Students are the real investors of higher education
One of the major troubles amongst students is paying for post-secondary education and subsequently repaying their debt accumulated by student loans.
While some may argue that you shouldn’t attend post-secondary if you cannot afford it, there is an increasing standard in the workforce that states that an individual needs a post-secondary degree or diploma to find employment with a livable wage. Therefore, young adults feel pressure to pay the increasing post-secondary education costs as an investment in their future.
Regardless of one’s views on post-secondary education, over 50 per cent of undergraduate Bachelor’s students finish their degree with an average of $20,000 in student loans. While tuition costs vary based on faculty, there is no denying that entering the workforce with debt is difficult for any student.
I’m not arguing that tuition costs should be lowered or post-secondary education should be free, but we should be aware that every student is essential to the vitality of a university and our fellow peers.
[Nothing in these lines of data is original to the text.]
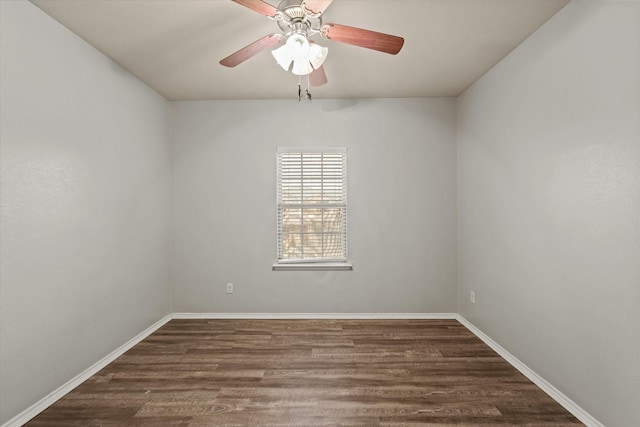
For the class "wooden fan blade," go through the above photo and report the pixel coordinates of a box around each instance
[302,0,333,15]
[220,34,282,67]
[232,0,278,17]
[309,65,328,86]
[321,23,404,55]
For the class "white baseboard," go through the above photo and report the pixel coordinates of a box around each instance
[171,312,457,320]
[455,315,604,427]
[1,315,172,427]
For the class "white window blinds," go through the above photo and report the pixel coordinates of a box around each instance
[277,147,347,263]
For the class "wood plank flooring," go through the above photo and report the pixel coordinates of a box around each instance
[26,319,582,426]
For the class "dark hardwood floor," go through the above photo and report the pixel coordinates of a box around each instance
[26,319,582,426]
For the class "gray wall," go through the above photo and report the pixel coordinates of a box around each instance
[2,0,638,425]
[171,98,458,314]
[456,1,640,426]
[0,2,172,423]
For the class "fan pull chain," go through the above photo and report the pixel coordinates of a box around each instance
[296,75,312,103]
[306,74,312,102]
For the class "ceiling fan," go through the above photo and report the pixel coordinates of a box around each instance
[220,0,405,87]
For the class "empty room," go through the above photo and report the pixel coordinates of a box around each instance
[1,0,638,426]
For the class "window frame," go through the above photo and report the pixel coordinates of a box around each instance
[273,147,351,271]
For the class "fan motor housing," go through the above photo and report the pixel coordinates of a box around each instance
[276,0,323,37]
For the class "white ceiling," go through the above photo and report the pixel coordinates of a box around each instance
[31,0,569,101]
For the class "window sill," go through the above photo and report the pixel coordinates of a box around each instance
[272,262,353,271]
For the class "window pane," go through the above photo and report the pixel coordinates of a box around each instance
[304,233,323,258]
[303,208,323,234]
[281,233,302,259]
[322,208,343,234]
[281,208,302,233]
[323,234,343,258]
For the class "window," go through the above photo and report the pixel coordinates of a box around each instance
[276,147,348,267]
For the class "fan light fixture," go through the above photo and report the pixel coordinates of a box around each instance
[220,0,405,95]
[272,33,328,76]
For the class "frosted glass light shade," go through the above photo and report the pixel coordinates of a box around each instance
[272,34,328,76]
[309,43,328,69]
[291,60,313,76]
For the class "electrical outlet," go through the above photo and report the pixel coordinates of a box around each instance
[226,283,233,294]
[470,291,476,304]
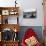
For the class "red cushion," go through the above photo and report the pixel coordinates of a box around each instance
[21,28,41,46]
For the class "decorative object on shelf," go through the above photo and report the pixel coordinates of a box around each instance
[23,9,37,18]
[2,10,9,15]
[9,9,18,15]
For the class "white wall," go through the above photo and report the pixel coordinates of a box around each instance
[17,0,44,26]
[0,0,15,7]
[0,0,43,26]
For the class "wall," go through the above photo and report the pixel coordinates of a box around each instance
[17,0,44,26]
[0,0,15,7]
[0,0,44,26]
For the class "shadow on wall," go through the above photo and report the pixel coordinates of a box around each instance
[18,26,43,44]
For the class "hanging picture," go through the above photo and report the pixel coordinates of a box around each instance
[23,9,37,18]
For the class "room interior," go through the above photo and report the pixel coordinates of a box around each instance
[0,0,45,46]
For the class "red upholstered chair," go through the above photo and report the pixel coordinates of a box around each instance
[21,28,41,46]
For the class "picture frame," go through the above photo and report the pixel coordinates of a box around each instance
[23,9,37,18]
[2,10,9,15]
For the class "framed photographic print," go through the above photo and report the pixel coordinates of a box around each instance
[23,9,37,18]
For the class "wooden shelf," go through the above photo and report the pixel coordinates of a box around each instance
[0,24,20,32]
[2,40,19,42]
[0,40,19,46]
[0,7,19,46]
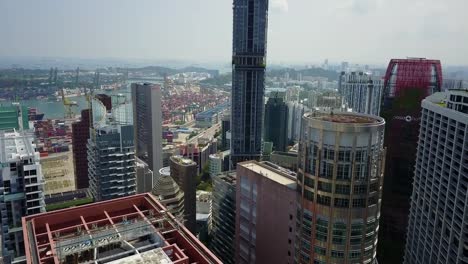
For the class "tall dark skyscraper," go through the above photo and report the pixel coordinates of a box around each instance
[378,58,442,264]
[72,109,91,189]
[230,0,269,167]
[264,94,288,152]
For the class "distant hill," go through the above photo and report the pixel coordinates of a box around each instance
[119,66,218,77]
[268,67,339,81]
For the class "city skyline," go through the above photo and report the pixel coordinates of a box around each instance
[1,0,468,65]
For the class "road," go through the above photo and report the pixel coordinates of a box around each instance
[187,123,221,144]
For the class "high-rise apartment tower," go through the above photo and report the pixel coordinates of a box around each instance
[404,88,468,264]
[0,131,45,263]
[338,71,383,116]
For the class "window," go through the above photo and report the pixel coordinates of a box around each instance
[349,251,361,259]
[316,219,328,242]
[305,177,314,188]
[335,184,350,194]
[334,198,349,208]
[320,162,334,179]
[318,181,332,192]
[324,148,335,160]
[351,223,363,237]
[350,237,361,244]
[304,190,314,201]
[355,150,367,162]
[331,250,344,258]
[240,176,250,197]
[353,185,367,194]
[337,164,351,180]
[314,246,326,255]
[338,150,351,161]
[333,222,346,245]
[317,194,331,206]
[352,198,366,208]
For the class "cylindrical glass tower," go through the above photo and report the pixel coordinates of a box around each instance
[295,111,386,264]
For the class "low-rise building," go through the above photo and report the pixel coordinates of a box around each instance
[22,193,222,264]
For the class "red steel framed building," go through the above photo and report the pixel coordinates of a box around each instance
[378,58,443,263]
[22,193,222,264]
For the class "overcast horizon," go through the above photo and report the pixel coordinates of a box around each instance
[1,0,468,66]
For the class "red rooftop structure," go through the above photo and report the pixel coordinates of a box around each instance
[22,193,222,264]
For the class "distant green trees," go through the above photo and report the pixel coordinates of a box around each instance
[196,163,213,192]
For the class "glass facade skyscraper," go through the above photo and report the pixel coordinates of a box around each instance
[264,95,288,152]
[230,0,269,167]
[296,112,386,264]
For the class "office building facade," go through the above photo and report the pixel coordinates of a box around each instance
[264,95,288,151]
[135,159,153,194]
[0,103,29,131]
[287,102,309,143]
[210,171,237,264]
[221,114,231,150]
[338,71,383,116]
[296,112,385,264]
[236,161,297,264]
[170,155,197,233]
[87,124,136,201]
[230,0,269,166]
[71,109,91,189]
[379,58,442,262]
[209,153,223,178]
[404,88,468,264]
[0,131,45,263]
[132,83,163,190]
[151,167,184,220]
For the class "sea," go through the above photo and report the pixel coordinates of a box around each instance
[8,80,162,119]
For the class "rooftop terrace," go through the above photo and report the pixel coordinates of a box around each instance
[306,112,382,124]
[22,193,221,264]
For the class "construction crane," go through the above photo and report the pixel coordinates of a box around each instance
[61,87,78,119]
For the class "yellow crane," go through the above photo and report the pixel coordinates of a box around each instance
[61,88,78,119]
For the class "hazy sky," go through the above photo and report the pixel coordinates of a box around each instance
[1,0,467,65]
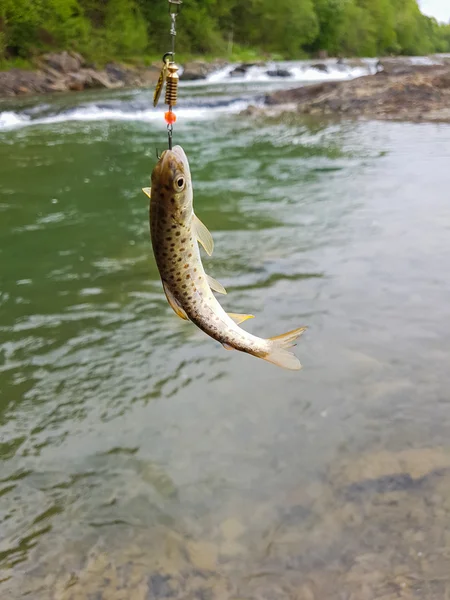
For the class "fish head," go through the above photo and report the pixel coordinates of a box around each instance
[151,145,193,223]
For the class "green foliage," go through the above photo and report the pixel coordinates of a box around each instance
[80,0,148,61]
[0,0,449,64]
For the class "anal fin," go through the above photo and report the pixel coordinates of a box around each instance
[162,281,189,320]
[228,313,254,325]
[221,342,234,350]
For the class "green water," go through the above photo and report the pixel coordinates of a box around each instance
[1,92,450,598]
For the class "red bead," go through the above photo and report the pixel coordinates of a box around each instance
[164,111,177,125]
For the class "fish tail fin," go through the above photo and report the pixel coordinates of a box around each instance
[262,327,307,371]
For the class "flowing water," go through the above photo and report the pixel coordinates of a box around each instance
[1,66,450,599]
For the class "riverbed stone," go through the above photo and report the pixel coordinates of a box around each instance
[186,540,218,570]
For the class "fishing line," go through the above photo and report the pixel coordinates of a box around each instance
[153,0,182,151]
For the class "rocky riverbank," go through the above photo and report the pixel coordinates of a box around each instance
[0,52,353,97]
[247,59,450,123]
[0,52,230,97]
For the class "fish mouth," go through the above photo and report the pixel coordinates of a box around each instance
[171,145,187,162]
[159,145,186,168]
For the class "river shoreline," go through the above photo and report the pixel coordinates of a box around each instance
[1,53,450,125]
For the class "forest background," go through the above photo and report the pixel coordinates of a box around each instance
[1,0,450,69]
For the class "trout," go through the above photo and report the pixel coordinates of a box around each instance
[143,145,306,370]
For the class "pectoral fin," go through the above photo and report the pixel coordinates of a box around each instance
[142,187,151,198]
[162,281,189,320]
[206,274,227,295]
[193,214,214,256]
[228,313,255,325]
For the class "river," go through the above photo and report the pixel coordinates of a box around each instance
[1,63,450,599]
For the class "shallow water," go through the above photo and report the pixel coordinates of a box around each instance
[1,83,450,599]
Ontario has 21 publicly-assisted universities and 24 publicly-assisted colleges, meaning that the Ontario government’s annual $5.2 billion investment is distributed across these schools.
This budget is not distributed equally across all schools and funding is largely determined by enrollment. This operation-based funding makes sense as the 61,000 students at the University of Toronto will have more demand for resources as opposed to the 10,000 students at Niagara College.
However, by 2024, the Ontario government has promised that 60 per cent of this operation-based funding will be based on performance. Performance-based funding is a funding system whereby government funds are allocated to institutions based on course completion, retention, and degree completion.
Adopting performance-based funding means that post-secondary institutions have to be more concerned about the quality of students enrolling and helping their students be successful in their courses to qualify for specific funding.
In this regard, post-secondary institutions are investing their resources into high-achieving students. In return, however, students are investing their money and quality of course work to help their post-secondary institution achieve their desired funding.
Reaching the desired government funding means that a school will be able to invest in more resources for their students with the goal of increasing enrollment and student performance.
Having said this, the majority of university funding does not come from the government but the students themselves. Government funding can help subsidize university costs, but over the past few decades, the onus of post-secondary costs has been placed onto students.
If there is so much pressure placed on the student to produce quality work and fund the university, why don’t students have more say in how the university operates?
While we have relentless student advocates on the Students’ Union board, this does not mean Respondus Lockdown Browser, insufficient health insurance, and contestable building fees are going anywhere anytime soon.
If the university is dependent on the output of student engagement, then they should also invest in student satisfaction. After all, any university would love to brag about being number one in student satisfaction.